= Health in Anguilla =

Health in Anguilla is managed by the Health Authority of Anguilla, an agency of the Government of Anguilla.

==Storm damage==
Health facilities were devastated in 2017 as a result of Hurricane Irma. Immediate medical support was provided by the Pan American Health Organization and Direct Relief. The British government and charitable donations have contributed towards the rebuilding program. Tim Foy says "The United Kingdom government is committed to the full rehabilitation of the Princess Alexandra Hospital".

==Healthcare==
In November 2018 it established a charitable foundation, the Health Authority of Anguilla Foundation, which is to be registered in Delaware as a 501(c)(3) organization which will allow tax-free contributions from donors in the USA. This is intended to help close "the gap between the health needs and desires of the community and the capacity to meet these needs and desires".

People on the island often use health facilities on St. Maarten. Their access to the British NHS is limited. There are concerns about the effect of Brexit on access to medicine and medical treatment.

The Ministry of Health and Social Development employed Dr.
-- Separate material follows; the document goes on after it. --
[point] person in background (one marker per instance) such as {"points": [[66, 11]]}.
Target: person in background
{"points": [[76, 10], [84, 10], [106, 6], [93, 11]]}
Olufunmike Banks-Devonish as a Clinical Psychologist in November 2018, the first full-time clinical psychologist to be employed by the Anguilla Public Service.

==Water==
Water supply is the responsibility of the Water Corporation of Anguilla, which entered into a 10 year contract with Seven Seas Water, a subsidiary of AquaVenture Holdings Limited in October 2018 for the supply of 500 thousand gallons per day, due to expand to 750 thousand gallons per day. Testing of water on the island is done by the St. Maarten Laboratory Services.